My current certificate provider fails the http challenge based on they only check the domain root and cannot check https://www.(domainname).com for the file, they ONLY check http://(domainname).com
Some users have www. in their posts, and no one seems to say that its invalid. But before I switch to letsencrypt I need to know if this works.
Sorry if this is a stupid question.
Let me restate your question to make sure I’m understanding correctly. You have a domain
example.com and you want to get a certificate for only
www.example.com and have the CA validate ownership of that domain by only sending an HTTP challenge request to a path on
If my understanding is correct this will work with Let’s Encrypt.
If you wanted a certificate for both
example.com then Let’s Encrypt will send a challenge request for both domains which it sounds like may cause you the trouble you’re trying to avoid.
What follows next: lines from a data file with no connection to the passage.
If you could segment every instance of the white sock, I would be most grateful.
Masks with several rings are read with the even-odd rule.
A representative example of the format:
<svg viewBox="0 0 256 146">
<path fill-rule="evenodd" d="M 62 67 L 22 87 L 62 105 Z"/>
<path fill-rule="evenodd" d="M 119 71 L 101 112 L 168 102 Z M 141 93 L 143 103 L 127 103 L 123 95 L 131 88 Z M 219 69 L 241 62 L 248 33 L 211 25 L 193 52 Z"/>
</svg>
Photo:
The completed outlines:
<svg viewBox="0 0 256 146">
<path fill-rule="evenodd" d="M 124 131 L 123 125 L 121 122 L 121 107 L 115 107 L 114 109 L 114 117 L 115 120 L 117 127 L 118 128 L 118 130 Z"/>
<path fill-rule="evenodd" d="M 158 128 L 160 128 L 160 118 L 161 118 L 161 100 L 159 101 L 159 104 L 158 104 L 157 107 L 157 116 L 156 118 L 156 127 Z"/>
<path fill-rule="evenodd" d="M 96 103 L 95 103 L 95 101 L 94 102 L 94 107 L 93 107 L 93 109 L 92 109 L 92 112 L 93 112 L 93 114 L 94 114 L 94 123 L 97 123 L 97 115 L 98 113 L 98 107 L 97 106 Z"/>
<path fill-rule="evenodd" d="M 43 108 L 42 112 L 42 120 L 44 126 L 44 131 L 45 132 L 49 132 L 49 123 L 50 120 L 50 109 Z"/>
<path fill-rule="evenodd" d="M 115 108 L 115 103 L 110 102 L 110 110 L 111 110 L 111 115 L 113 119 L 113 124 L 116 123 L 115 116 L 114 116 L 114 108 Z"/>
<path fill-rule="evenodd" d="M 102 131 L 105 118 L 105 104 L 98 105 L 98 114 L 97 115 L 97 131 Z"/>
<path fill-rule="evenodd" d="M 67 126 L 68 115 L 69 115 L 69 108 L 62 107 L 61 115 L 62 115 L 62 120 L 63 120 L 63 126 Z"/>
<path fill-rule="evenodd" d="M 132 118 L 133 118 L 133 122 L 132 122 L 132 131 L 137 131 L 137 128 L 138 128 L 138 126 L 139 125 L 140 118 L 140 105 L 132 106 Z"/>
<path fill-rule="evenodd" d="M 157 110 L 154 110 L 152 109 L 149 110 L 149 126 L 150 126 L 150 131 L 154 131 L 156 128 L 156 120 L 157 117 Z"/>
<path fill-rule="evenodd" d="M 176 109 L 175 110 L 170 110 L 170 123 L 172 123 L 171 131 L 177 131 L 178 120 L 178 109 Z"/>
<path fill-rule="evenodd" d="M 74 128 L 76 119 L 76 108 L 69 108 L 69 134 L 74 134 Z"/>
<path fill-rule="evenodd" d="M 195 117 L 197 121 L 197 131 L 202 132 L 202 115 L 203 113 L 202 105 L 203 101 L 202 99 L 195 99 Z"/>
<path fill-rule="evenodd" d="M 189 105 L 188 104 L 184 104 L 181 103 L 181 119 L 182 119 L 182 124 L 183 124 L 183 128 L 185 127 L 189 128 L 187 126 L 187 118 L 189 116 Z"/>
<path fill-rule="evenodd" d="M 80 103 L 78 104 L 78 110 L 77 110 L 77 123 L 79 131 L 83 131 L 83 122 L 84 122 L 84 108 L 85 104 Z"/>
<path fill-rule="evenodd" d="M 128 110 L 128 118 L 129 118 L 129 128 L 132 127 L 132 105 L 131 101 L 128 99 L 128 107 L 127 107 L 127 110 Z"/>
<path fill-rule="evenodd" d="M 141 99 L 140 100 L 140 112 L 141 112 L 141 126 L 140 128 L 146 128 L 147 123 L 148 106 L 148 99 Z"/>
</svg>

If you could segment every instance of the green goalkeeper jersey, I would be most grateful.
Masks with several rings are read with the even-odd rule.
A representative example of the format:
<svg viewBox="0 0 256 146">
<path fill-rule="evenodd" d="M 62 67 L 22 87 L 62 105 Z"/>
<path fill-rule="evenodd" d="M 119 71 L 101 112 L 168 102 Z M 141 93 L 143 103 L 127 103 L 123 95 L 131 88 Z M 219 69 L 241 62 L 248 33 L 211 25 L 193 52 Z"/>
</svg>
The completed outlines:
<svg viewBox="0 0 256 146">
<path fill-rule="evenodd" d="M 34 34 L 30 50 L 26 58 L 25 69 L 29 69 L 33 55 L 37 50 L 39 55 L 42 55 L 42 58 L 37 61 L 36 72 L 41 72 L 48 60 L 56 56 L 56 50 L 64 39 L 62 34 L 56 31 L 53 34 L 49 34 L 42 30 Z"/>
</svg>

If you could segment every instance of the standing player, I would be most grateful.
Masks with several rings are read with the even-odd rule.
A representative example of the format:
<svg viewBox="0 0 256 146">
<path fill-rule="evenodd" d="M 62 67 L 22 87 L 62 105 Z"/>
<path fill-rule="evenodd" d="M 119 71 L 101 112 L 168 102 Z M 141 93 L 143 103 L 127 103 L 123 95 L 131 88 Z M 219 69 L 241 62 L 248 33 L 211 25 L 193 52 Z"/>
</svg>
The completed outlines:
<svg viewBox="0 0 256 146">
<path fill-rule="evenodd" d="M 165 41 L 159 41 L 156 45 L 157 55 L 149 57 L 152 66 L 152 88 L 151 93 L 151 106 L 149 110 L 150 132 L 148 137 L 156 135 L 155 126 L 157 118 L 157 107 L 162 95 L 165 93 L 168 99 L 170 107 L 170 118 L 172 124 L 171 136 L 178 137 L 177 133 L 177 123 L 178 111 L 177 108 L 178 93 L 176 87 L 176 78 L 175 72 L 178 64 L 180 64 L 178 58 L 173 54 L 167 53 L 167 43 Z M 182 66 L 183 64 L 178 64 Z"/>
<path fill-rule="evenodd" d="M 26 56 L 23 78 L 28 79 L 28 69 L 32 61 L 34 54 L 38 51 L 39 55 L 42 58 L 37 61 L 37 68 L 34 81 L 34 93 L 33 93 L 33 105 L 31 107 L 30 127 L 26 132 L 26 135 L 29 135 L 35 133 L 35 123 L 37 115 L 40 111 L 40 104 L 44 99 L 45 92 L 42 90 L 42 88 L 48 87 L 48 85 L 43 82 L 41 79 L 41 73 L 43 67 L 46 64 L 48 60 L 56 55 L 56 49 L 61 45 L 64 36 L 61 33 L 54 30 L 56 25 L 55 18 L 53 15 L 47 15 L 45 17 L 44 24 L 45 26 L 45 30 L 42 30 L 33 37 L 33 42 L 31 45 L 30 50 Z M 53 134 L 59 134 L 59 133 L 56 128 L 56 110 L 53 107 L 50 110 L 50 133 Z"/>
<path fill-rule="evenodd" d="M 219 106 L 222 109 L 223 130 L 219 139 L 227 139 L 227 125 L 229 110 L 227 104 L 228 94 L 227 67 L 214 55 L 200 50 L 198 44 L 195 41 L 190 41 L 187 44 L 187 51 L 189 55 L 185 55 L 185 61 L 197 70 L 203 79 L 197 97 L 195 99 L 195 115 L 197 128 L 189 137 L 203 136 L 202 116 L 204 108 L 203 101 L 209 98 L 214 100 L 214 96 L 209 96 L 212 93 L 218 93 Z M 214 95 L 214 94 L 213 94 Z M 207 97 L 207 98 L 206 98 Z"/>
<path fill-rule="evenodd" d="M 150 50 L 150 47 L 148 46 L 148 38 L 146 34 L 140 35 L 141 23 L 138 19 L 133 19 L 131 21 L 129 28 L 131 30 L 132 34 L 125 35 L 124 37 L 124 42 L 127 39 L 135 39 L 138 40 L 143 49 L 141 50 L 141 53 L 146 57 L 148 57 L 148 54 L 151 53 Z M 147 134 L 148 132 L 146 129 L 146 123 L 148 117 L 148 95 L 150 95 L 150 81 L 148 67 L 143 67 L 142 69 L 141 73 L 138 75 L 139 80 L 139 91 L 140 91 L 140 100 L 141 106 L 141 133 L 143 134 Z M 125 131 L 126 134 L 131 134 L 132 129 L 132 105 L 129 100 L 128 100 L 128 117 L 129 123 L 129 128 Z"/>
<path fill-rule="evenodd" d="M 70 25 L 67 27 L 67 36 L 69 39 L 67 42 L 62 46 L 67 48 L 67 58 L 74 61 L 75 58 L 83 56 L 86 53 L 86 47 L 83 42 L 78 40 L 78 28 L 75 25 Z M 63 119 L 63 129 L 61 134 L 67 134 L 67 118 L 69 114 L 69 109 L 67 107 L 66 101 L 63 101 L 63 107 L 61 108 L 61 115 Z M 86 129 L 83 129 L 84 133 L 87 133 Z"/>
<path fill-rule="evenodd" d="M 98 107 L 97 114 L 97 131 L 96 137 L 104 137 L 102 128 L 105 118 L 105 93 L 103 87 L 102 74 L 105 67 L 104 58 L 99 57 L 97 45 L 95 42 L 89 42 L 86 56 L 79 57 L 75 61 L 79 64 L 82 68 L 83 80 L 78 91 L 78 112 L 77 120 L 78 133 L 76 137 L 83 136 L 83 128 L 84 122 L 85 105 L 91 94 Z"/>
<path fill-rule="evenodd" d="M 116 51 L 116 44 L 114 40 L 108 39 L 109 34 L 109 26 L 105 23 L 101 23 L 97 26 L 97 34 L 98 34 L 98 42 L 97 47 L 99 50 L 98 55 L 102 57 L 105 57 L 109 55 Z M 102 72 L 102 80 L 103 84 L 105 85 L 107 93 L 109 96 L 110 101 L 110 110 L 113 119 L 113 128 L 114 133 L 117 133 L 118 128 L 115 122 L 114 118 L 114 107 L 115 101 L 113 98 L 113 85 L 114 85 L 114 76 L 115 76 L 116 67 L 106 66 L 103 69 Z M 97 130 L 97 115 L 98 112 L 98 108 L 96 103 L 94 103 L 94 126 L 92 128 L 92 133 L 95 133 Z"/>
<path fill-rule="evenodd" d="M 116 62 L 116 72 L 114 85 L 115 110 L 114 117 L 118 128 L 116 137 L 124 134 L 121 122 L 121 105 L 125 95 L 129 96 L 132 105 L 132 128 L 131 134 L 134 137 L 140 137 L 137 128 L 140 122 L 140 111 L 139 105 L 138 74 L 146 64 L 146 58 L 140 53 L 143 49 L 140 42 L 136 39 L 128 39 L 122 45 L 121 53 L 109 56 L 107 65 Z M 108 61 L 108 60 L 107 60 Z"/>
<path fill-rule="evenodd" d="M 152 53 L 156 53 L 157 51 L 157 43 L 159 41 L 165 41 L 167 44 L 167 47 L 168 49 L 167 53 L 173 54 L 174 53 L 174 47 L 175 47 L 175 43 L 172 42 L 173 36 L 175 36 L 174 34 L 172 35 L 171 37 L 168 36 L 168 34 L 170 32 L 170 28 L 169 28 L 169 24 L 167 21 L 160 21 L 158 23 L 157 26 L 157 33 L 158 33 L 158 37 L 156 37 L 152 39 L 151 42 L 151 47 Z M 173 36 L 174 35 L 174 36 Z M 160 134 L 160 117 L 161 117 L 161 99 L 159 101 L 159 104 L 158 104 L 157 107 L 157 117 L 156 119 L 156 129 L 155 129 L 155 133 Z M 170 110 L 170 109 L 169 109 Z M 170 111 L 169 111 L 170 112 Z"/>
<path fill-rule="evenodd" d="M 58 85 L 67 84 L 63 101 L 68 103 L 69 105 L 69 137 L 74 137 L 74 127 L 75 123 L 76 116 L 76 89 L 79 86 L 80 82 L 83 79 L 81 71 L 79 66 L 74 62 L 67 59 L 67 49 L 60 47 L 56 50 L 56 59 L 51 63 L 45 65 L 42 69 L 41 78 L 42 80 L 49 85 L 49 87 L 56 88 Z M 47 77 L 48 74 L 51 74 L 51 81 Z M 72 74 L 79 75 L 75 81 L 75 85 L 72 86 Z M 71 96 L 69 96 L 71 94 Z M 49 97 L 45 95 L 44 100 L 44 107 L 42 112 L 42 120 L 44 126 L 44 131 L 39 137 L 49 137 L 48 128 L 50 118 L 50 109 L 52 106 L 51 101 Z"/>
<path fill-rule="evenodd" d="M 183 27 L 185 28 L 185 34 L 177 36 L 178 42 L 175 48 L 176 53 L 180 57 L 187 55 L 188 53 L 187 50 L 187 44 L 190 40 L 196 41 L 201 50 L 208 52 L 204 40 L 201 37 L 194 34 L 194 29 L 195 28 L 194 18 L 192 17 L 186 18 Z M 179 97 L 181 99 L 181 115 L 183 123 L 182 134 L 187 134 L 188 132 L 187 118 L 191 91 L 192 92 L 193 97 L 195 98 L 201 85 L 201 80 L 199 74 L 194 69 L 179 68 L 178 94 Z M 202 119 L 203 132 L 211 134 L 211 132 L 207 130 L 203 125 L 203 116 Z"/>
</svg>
In general Let’s Encrypt makes you demonstrate control of all of the domains you want the certificate to cover. If you aren’t able to do that for some domains you will have to fix the problem that prevents it, or omit them from the certificate (in which case users that see that certificate for the omitted domain name will get an error about a hostname mismatch).
Hope that helps,
OK, that sounds right.
The Certificates are for www.example.com and the apex records redirect to www at the DNS.
LIke i said, current issuer says they will ONLY check example.com and ignore www.example.com even tho the certificate is for www.example.com
Understood. Then it sounds like you'll be happier with Let's Encrypt
However, if you can’t post things at example.com itself, you won’t be able to get a Let’s Encrypt certificate that covers example.com without the www (but maybe that’s OK for you).
Basically, Let’s Encrypt lets you get certificates that cover any domain name or subdomain, as long as you can prove your control of that exact name. If you can affect www.example.com, you can get a certificate that covers that; if you can affect example.com, you can get a certificate that covers that. If you can affect deep.low-level.subdomain.example.com, you can get a certificate that covers that.
With Let’s Encrypt, the registrant of example.com can prevent issuance for subdomains by blacklisting issuance, for example with the CAA policy mechanism, but currently cannot cause or request issuance for subdomains merely by proving control of example.com at the top level.
This topic was automatically closed 30 days after the last reply. New replies are no longer allowed.